Safely return to play after COVID

These findings suggested the student-athletes could safely return to practice and play football without a risk of secondary infection; that their immune system wasn’t at risk when playing the close contact sport.

“I was worried a bit about long-haulers and other more significant outcomes like the concerns for the development of myocarditis. Engaging in athletic activities at an elite level can be stressful on the body and you would want to arm yourselves with the best scientific information to help understand potential outcomes. This data helped to validate some of these decisions that were made. Providing a safe environment for your student-athletes is paramount and this helped that process along,” said Shelly Mullenix, LSU’s Senior Associate Athletics Director for Health & Wellness.

For this study, three graduate students also participated in the research.

“This kind of access is unique in Division I sports.
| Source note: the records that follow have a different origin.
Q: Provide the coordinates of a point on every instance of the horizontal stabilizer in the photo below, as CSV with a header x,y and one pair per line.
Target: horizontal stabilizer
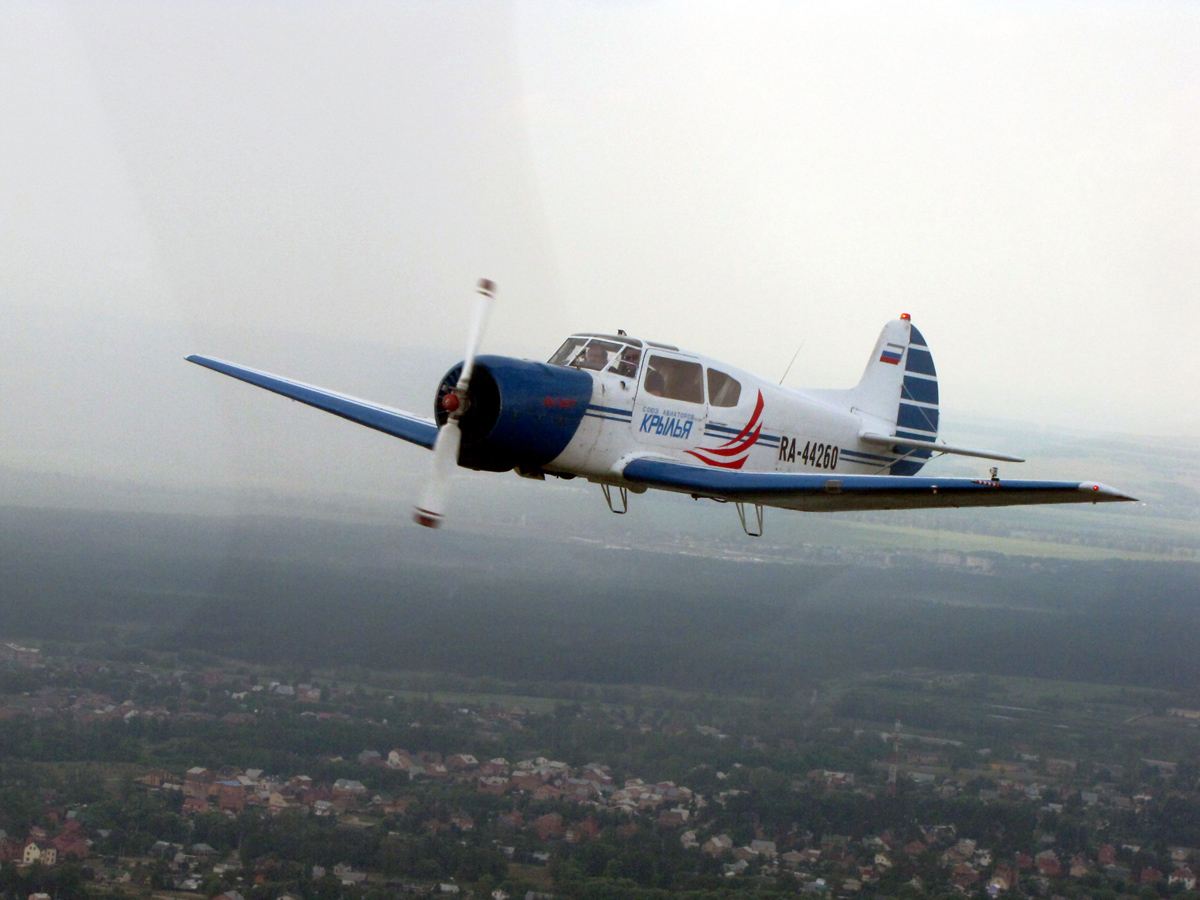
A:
x,y
390,421
893,441
831,493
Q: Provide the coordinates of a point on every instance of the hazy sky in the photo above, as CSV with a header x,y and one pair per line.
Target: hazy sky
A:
x,y
313,187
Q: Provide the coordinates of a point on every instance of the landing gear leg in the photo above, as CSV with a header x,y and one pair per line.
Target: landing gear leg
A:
x,y
756,521
624,499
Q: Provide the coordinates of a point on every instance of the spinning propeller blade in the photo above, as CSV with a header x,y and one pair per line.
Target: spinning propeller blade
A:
x,y
431,508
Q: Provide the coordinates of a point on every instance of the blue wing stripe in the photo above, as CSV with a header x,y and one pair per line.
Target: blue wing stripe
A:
x,y
778,485
390,421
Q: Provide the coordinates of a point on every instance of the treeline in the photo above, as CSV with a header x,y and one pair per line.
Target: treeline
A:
x,y
580,613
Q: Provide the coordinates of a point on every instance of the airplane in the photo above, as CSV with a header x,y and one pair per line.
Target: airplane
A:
x,y
631,415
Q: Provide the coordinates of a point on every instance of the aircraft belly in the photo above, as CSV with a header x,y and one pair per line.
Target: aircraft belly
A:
x,y
604,433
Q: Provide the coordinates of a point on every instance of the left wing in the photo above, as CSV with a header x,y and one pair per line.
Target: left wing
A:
x,y
405,426
832,493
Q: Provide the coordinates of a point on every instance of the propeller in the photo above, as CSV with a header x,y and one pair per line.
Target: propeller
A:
x,y
431,508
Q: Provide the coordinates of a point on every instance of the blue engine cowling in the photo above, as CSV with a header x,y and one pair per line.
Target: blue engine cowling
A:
x,y
520,414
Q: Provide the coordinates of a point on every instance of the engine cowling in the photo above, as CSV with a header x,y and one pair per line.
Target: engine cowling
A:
x,y
520,414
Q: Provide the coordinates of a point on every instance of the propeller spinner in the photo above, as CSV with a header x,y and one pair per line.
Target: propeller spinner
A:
x,y
431,508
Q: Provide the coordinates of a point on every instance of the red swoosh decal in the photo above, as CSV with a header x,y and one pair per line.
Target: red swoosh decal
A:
x,y
726,450
754,420
729,465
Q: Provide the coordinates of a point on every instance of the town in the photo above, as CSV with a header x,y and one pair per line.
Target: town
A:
x,y
139,779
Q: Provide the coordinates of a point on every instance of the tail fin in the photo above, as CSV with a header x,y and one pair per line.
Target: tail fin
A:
x,y
898,393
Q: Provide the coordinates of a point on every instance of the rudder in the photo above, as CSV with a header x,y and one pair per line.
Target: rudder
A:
x,y
898,393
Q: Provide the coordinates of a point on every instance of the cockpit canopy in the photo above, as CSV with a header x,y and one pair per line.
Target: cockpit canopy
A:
x,y
600,353
666,376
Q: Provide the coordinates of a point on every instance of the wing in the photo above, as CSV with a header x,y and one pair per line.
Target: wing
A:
x,y
390,421
831,493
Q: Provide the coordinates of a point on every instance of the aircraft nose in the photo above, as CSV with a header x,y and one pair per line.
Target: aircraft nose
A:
x,y
1103,493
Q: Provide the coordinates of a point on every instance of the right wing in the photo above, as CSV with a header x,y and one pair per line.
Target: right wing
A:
x,y
831,493
390,421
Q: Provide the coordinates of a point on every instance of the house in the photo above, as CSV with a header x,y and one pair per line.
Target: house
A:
x,y
231,796
717,846
492,784
34,852
1183,876
198,783
766,849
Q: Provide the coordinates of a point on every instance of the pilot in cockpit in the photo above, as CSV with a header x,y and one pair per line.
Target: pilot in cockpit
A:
x,y
593,358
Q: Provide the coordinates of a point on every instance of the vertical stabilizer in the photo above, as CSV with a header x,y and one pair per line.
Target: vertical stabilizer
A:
x,y
898,394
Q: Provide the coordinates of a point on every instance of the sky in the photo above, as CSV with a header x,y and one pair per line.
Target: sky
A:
x,y
315,187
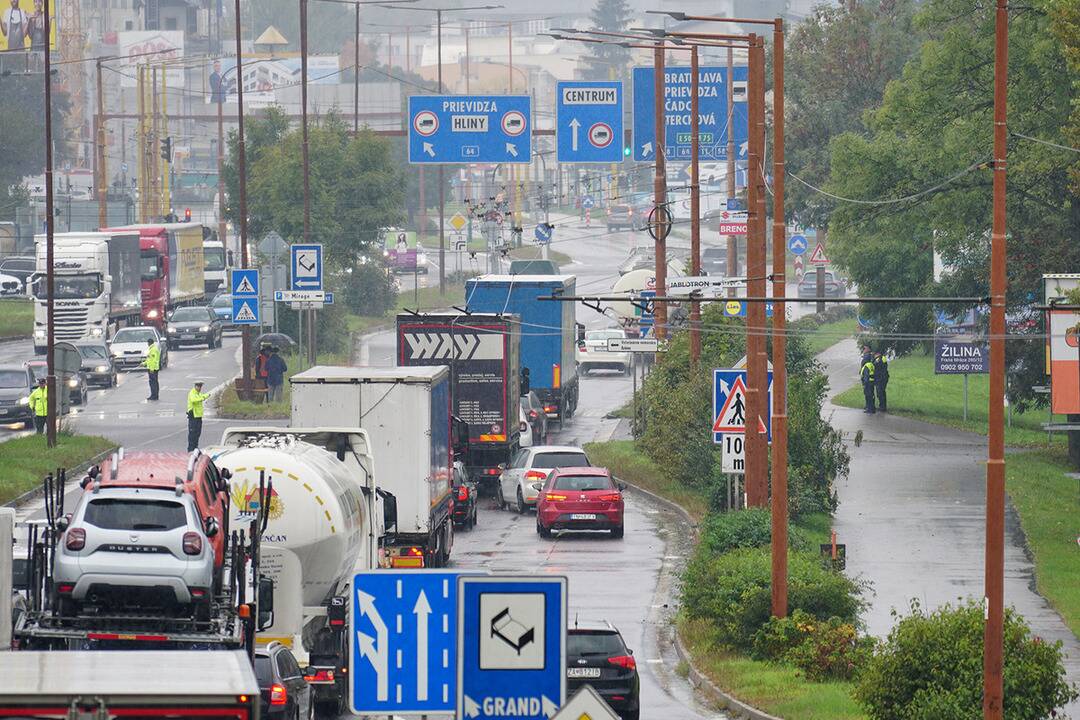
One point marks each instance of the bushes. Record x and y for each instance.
(931, 668)
(732, 592)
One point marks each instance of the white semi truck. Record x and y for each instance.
(97, 285)
(406, 413)
(325, 522)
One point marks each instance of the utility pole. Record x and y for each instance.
(757, 451)
(51, 405)
(103, 176)
(694, 212)
(659, 192)
(993, 637)
(779, 505)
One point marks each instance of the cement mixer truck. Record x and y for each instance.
(325, 522)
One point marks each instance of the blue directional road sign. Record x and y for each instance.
(470, 128)
(712, 114)
(403, 642)
(729, 403)
(511, 647)
(544, 232)
(589, 122)
(306, 261)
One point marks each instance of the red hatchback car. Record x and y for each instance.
(580, 499)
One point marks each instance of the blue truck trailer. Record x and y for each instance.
(548, 331)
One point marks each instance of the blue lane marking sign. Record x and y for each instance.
(306, 261)
(544, 232)
(712, 113)
(511, 647)
(470, 128)
(589, 122)
(403, 642)
(729, 404)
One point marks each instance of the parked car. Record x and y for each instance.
(464, 497)
(525, 477)
(97, 367)
(597, 655)
(593, 353)
(16, 382)
(284, 693)
(129, 347)
(77, 392)
(194, 325)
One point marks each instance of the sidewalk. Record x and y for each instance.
(912, 513)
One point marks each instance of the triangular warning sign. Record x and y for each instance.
(245, 287)
(245, 314)
(732, 416)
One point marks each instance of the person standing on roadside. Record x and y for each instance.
(152, 365)
(866, 375)
(196, 399)
(275, 375)
(881, 380)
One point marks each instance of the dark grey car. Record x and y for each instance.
(196, 325)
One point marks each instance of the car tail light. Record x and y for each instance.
(76, 539)
(192, 543)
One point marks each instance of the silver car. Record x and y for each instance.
(134, 547)
(524, 478)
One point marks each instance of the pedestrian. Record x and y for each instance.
(196, 399)
(152, 365)
(39, 406)
(275, 375)
(866, 375)
(881, 380)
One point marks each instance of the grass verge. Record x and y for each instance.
(779, 690)
(16, 318)
(25, 461)
(230, 406)
(916, 392)
(1047, 502)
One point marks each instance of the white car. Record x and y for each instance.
(129, 347)
(522, 481)
(594, 355)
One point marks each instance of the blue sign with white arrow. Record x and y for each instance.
(511, 647)
(589, 122)
(403, 642)
(712, 113)
(470, 128)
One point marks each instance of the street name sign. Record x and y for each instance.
(307, 267)
(511, 647)
(712, 113)
(589, 122)
(470, 128)
(403, 642)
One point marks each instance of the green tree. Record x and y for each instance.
(607, 60)
(837, 64)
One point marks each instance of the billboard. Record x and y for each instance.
(150, 48)
(23, 27)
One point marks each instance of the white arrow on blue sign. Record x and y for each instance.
(712, 113)
(403, 642)
(470, 128)
(589, 122)
(511, 647)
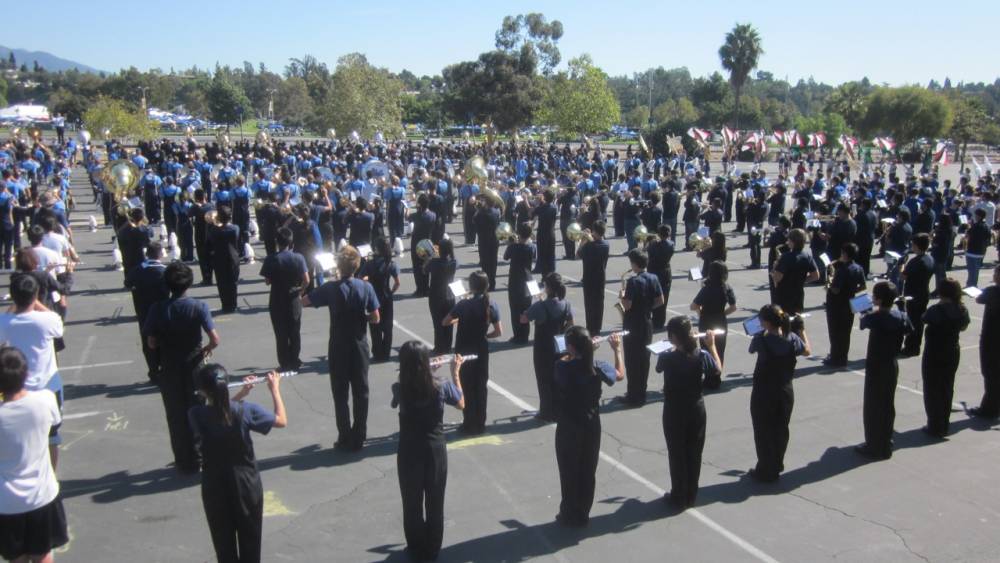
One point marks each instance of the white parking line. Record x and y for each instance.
(624, 469)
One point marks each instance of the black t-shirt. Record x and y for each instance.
(285, 271)
(917, 276)
(888, 328)
(594, 256)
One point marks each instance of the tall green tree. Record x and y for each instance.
(361, 98)
(579, 101)
(907, 114)
(227, 103)
(531, 35)
(968, 125)
(121, 119)
(739, 55)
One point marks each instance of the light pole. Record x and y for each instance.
(143, 89)
(270, 104)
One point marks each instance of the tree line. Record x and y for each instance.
(521, 82)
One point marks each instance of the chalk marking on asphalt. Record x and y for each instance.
(101, 365)
(273, 505)
(77, 415)
(626, 470)
(488, 440)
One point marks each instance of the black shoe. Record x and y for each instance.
(980, 413)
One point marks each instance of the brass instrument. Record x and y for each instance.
(425, 250)
(120, 177)
(576, 233)
(699, 243)
(505, 231)
(621, 293)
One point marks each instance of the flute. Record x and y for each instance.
(262, 379)
(438, 361)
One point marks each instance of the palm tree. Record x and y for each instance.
(739, 55)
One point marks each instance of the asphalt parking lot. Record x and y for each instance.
(933, 501)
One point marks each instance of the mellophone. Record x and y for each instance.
(436, 361)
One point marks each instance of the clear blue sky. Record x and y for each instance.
(888, 41)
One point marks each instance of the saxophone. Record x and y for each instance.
(621, 291)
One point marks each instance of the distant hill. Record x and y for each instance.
(47, 61)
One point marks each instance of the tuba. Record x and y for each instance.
(698, 242)
(425, 250)
(575, 233)
(505, 231)
(618, 306)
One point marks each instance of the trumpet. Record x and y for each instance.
(621, 292)
(438, 361)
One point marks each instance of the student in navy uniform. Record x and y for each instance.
(224, 241)
(361, 224)
(686, 369)
(552, 316)
(383, 273)
(641, 295)
(989, 354)
(133, 239)
(422, 453)
(423, 222)
(440, 272)
(478, 319)
(201, 228)
(546, 215)
(661, 251)
(917, 274)
(865, 224)
(487, 220)
(231, 491)
(146, 282)
(521, 255)
(772, 396)
(287, 275)
(594, 256)
(944, 321)
(848, 279)
(352, 304)
(714, 302)
(174, 327)
(888, 326)
(793, 270)
(577, 383)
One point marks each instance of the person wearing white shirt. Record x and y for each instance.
(32, 519)
(32, 329)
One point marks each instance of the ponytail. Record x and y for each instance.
(680, 329)
(213, 382)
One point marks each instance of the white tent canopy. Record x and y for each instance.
(25, 112)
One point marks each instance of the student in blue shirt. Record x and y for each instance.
(231, 491)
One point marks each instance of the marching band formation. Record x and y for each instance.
(333, 217)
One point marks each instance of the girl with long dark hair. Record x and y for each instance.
(478, 319)
(686, 369)
(551, 316)
(772, 397)
(231, 490)
(577, 383)
(714, 302)
(440, 271)
(422, 457)
(383, 273)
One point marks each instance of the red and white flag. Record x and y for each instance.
(885, 143)
(701, 136)
(817, 139)
(941, 155)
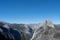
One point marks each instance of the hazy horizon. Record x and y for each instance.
(29, 11)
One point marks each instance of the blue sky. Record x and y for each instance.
(29, 11)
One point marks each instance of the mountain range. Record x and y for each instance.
(40, 31)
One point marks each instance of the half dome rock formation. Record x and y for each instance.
(46, 31)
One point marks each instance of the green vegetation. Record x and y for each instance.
(23, 36)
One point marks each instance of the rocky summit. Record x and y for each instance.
(40, 31)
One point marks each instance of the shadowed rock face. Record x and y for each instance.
(14, 31)
(41, 31)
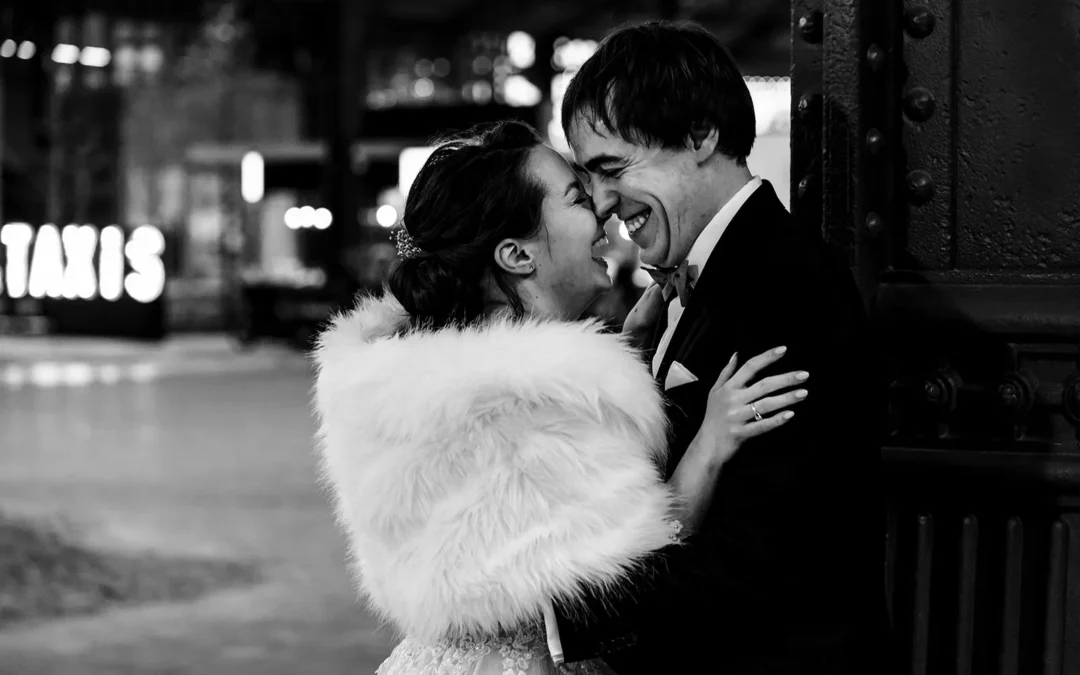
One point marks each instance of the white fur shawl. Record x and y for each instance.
(480, 473)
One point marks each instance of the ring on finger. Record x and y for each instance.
(757, 415)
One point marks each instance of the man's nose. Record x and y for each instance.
(605, 202)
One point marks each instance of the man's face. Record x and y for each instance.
(653, 190)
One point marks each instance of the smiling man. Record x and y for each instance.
(785, 574)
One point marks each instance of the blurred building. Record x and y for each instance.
(119, 112)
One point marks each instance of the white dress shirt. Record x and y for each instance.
(700, 252)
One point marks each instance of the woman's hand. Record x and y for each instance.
(739, 409)
(643, 318)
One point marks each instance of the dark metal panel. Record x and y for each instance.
(1016, 85)
(945, 140)
(928, 134)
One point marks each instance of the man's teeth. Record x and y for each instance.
(635, 224)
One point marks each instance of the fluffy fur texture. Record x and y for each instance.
(481, 473)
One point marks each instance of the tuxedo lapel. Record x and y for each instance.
(724, 274)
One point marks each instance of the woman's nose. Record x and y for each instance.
(605, 202)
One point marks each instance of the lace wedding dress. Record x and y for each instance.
(525, 653)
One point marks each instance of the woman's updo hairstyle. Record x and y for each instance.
(472, 192)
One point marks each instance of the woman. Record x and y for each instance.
(487, 454)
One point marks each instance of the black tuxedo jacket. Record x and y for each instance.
(785, 574)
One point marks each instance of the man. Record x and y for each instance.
(784, 575)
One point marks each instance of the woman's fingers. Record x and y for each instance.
(768, 405)
(755, 365)
(767, 424)
(772, 385)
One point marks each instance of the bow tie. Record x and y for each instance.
(675, 280)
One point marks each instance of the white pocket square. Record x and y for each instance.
(678, 375)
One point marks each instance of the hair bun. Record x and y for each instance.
(430, 291)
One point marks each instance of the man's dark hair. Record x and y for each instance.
(655, 83)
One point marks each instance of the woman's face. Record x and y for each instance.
(569, 273)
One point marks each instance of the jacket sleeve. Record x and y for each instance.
(750, 556)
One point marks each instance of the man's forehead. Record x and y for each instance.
(588, 144)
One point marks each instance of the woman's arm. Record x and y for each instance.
(737, 412)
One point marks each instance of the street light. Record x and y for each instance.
(252, 177)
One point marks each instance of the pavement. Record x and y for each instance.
(77, 362)
(212, 456)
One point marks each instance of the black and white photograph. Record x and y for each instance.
(552, 337)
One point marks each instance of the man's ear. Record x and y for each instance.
(702, 142)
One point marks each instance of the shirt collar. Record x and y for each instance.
(706, 241)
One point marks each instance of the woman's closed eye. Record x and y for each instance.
(583, 200)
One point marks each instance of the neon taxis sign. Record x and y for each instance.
(81, 262)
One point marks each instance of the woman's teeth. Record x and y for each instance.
(635, 224)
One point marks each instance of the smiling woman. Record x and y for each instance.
(527, 246)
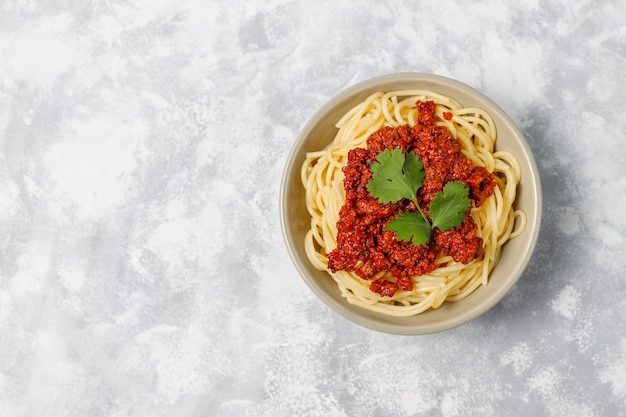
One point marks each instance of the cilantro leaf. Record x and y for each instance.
(448, 207)
(410, 226)
(396, 175)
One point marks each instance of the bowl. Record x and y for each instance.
(295, 220)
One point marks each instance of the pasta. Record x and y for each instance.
(496, 218)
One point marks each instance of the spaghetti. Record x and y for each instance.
(495, 217)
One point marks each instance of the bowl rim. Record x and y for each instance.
(342, 308)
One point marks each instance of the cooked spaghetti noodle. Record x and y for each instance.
(496, 218)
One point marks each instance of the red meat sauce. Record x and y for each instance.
(374, 254)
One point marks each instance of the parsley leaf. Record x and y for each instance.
(410, 226)
(396, 175)
(448, 207)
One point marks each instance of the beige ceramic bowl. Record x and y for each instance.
(295, 220)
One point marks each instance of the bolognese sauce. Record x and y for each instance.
(377, 255)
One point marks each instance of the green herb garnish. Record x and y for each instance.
(396, 175)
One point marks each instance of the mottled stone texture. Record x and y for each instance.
(142, 269)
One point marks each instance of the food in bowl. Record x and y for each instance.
(410, 203)
(321, 130)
You typically don’t have access to football players, so the fact that we have access is hugely instrumental as well,” Assoc Prof Spielmann said. “LSU is a great place for this field.”

“I think this COVID research is something that we are really proud to be a part of and contribute to finding answers to such a devastating virus,” Marucci said.

Assoc Prof Spielmann, an immunologist, researches the impact of stress on the immune system of elite and tactical athletes, including astronauts and fire fighters. But this study isn’t the first for Spielmann and LSU Athletics. They have worked together to study psychological and physiological health, along with performance measures in other student-athletes and sports teams. A new study will take a closer look at female athletes’ mental, physiological and immune resilience to stress.